Unleashing My Inner Geek
In office this week I was subjected to “never-seen-before” technology. I say this rather facetiously, given I hardly know the first thing about technology; forget about syncing my devices or even backing up my folders. This may all seem rather irresponsible in a world where technology has enabled us to attain achievements nothing short of genius, or at least avoid the age old “my dog ate my homework” excuse. My first week at work quickly exposed my stone-age-blissful-ignorance as I was propelled into the 21st century.
It goes without saying that I have since been exposed to some incredibly smart, yet seemingly simple ideas to solve problems in my life I did not even know existed. Yes I’ve lived in a digs for the last 4 years of my life. No I had not heard about Splitwise until today. While ideas like this and others are awe inspiring and leave you thinking ‘how stupid was I not to think of that,’ there is also a vast amount of tech gibberish which flies over my head. One such moment was my first encounter with augmented reality.
Needless to say I was presented with a Lego book with the added feature of augmented reality using the necessary technology. Suddenly a previously mundane magazine advertising various types of Lego was transformed into a virtual biosphere. My mind was boggled – now you can have your cake and eat it; build your battlefield and go to battle. Although this technology has not been integrated with the Lego game to such an extent yet, it is only a matter of time until kids build their paradise and then proceed to interact with it on a digital interface of sorts.

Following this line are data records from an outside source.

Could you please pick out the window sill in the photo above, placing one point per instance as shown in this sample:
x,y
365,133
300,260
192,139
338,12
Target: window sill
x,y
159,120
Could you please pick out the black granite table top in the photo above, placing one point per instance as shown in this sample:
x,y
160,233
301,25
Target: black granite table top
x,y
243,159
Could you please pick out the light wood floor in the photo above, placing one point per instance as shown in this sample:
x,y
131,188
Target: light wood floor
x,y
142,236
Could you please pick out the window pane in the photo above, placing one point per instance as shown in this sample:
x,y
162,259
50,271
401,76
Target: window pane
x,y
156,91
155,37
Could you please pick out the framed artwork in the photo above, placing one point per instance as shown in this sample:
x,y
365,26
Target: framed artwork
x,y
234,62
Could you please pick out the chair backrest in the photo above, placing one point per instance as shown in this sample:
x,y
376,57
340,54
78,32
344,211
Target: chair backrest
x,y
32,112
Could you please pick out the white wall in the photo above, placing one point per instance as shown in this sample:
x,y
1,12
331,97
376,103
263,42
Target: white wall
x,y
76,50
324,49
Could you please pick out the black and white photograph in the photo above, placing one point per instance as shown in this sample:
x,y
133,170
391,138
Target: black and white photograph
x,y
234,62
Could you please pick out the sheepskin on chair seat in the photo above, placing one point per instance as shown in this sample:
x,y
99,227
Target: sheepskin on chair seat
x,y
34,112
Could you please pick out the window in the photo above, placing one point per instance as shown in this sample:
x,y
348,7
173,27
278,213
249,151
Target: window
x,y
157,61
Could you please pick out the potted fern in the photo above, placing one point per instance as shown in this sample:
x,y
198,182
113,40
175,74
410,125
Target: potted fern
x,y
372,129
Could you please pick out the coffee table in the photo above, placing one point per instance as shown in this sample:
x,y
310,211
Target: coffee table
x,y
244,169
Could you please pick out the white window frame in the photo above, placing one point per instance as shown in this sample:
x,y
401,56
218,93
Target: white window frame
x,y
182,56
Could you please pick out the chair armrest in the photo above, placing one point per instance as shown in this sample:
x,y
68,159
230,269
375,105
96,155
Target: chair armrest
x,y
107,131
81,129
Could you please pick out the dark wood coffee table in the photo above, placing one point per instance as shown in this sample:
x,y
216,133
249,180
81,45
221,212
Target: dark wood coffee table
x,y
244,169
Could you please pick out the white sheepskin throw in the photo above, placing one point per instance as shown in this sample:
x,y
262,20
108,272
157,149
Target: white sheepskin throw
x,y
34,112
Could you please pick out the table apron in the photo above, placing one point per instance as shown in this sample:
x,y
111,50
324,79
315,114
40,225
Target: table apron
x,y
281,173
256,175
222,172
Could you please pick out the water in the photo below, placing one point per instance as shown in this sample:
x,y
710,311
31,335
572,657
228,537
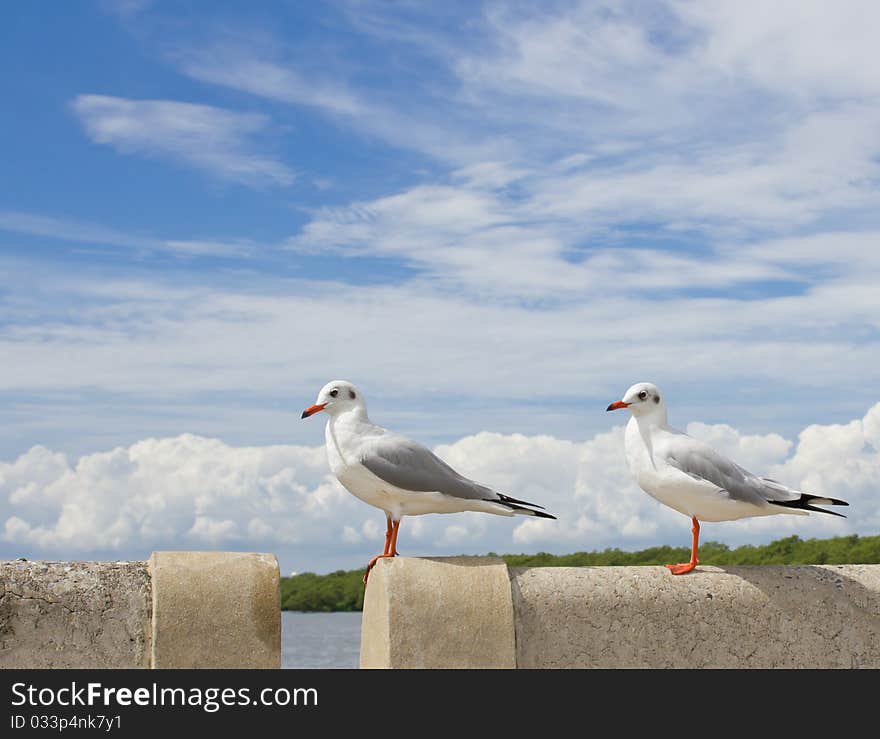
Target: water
x,y
320,640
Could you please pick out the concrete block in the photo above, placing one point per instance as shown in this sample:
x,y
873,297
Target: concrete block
x,y
733,617
215,609
74,614
445,612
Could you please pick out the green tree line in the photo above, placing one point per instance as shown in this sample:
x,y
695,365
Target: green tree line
x,y
343,590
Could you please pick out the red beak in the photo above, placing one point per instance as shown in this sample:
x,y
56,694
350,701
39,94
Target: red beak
x,y
312,410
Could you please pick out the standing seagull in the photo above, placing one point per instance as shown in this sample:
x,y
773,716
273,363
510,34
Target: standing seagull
x,y
393,473
691,477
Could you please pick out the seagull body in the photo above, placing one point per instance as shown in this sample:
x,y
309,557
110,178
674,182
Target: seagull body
x,y
396,474
692,478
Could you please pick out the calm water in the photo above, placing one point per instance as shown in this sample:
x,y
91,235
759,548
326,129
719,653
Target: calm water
x,y
312,640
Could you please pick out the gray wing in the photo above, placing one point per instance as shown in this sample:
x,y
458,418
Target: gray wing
x,y
702,462
409,466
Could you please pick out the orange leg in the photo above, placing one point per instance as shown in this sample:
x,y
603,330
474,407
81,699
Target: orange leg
x,y
390,547
688,566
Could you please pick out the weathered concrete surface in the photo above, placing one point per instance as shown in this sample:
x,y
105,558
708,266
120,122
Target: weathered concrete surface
x,y
74,614
215,609
446,612
734,617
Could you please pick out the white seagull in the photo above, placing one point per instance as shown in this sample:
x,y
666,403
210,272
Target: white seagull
x,y
393,473
688,475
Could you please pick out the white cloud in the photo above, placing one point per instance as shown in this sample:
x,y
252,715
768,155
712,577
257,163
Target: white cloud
x,y
211,139
195,492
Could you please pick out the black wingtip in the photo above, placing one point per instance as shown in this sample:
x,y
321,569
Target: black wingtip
x,y
805,503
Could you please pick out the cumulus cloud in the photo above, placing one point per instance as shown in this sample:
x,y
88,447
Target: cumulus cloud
x,y
195,492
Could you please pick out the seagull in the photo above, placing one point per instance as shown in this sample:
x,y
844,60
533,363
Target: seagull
x,y
398,475
689,476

Upon this discovery I was immediately prompted to probe a little further into the issue. Follow google search: augmented reality. Suddenly I was bombarded with a flurry of sites pertaining to the internet of things. This brought me to my next discovery – the need for IPv6. IPv6 is the new generation of IP addresses making it possible to accommodate the exponentially growing tech savvy global population. And while this might be old news to most, the rate at which the internet is expanding remains incredibly alarming. In the decade that followed the turn of the Millennium, the internet grew by five times the number of users. Not only did the internet increase in the number of users but also in its reach across the globe. Exponential growth in the truest sense of the word.

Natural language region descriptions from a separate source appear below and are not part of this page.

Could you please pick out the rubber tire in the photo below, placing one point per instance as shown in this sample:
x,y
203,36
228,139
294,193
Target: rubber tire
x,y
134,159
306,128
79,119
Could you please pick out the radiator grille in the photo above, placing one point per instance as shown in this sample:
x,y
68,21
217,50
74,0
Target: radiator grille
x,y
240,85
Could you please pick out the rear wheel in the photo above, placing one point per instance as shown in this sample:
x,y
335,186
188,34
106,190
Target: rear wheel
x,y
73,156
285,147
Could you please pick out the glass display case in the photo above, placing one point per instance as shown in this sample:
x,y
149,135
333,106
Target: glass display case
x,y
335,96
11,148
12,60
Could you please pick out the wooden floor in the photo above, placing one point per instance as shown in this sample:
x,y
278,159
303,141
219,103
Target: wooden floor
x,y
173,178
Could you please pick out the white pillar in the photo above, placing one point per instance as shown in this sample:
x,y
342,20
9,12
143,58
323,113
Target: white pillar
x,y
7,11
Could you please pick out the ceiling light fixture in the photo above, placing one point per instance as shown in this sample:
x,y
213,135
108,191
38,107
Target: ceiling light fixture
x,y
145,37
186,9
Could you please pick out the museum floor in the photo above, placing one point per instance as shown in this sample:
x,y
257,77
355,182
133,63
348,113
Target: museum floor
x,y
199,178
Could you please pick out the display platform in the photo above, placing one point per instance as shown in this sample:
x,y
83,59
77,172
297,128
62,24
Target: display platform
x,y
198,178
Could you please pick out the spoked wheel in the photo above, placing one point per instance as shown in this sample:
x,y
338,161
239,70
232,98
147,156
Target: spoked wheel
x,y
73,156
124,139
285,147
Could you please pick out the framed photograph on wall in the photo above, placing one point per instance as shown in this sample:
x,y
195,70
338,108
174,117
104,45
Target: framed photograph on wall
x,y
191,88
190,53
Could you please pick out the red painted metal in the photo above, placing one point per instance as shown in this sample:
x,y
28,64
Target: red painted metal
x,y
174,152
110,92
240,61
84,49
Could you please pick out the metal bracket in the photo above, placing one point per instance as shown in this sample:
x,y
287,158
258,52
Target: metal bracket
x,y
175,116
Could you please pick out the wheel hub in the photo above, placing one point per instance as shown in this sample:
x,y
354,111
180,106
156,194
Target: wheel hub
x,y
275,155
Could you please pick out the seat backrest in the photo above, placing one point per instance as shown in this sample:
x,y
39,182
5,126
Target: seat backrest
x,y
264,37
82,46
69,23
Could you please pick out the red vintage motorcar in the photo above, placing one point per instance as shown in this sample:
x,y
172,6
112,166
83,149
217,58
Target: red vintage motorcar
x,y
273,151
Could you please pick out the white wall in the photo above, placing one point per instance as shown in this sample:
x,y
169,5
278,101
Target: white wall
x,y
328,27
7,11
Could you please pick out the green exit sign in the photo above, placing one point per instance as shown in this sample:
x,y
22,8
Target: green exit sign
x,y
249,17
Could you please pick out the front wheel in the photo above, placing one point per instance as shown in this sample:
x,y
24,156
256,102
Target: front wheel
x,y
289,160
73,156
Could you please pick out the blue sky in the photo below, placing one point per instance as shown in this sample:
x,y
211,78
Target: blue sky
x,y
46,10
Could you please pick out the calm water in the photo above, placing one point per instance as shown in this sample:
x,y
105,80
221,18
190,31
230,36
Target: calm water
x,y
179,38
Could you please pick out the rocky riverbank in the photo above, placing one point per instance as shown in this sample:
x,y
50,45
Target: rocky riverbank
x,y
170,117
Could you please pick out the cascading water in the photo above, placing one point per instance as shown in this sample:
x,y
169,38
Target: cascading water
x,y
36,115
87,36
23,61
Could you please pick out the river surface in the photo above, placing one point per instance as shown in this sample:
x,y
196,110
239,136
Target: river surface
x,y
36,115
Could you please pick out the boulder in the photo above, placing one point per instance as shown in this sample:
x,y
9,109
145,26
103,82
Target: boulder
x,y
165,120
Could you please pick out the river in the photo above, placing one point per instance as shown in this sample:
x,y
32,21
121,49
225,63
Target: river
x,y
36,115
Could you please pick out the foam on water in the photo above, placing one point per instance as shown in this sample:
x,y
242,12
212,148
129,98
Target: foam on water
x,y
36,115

The IPv6 allows for almost indefinite tech expansion with more addresses created than there are atoms on the surface of the earth. With this, the internet is soon to take on a new face – the internet of things. Combined with artisanal design, our lives are soon to become predicted to us around every corner. (And with the introduction of HTTP/2. it is going to become sleeker than ever before. But that’s a discussion for another day). With global leaders like Elon Musk refusing to stop anywhere short of transforming humanity into an interstellar species by colonizing Mars the world of science fiction or at the very least augmented and sixth sense technology is seemingly not so farfetched anymore.
Sixth sense technology is taking technology full circle, so to speak. Pranav Mistry, MIT student and now the current Global Vice President of Research at Samsung and the head of Think Tank Team, further developed Steve Mann’s gesture based wearable technology. Sixth sense technology reverts back to the primal need of senses to stimulate learning. Interaction with our immediate environment is one of the fundamental building blocks to cognitive development and learning. While this is still relatively cumbersome technology, it has most certainly opened the gates to a reality where perhaps soon graphics will transcend the confines of our tech devises and move into reality as we know it. Not only is the internet of things going to optimise your comfort levels in the future, sixth sense technology could ensure that the line between technology and reality become increasingly blurred – for the best.
It cannot be refuted that technology has contributed in leaps and bounds toward cumulative learning and the efficiency of man. However on the flip side of the coin, it has also proven to facilitate cognitive degeneration to a greater or lesser extent. While sixth sense technology was developed as many as two decades ago, it presents the opportunity to bind primal development with cutting edge technology. Especially with publications like Digital Cocaine by Brad Huddleston gaining more attention, maybe sixth sense technology will be dusted from the shelves and provide the dynamic experience our cognitive development so desperately needs. Sixth sense technology allows for a more intuitive work flow – a work flow we develop by understanding how to best manipulate our immediate physical environment. As Mistry says, it will help us to not be machines sitting in front of other machines. While Musk is stretching the limitations of the human race, Mistry is helping us to stay human.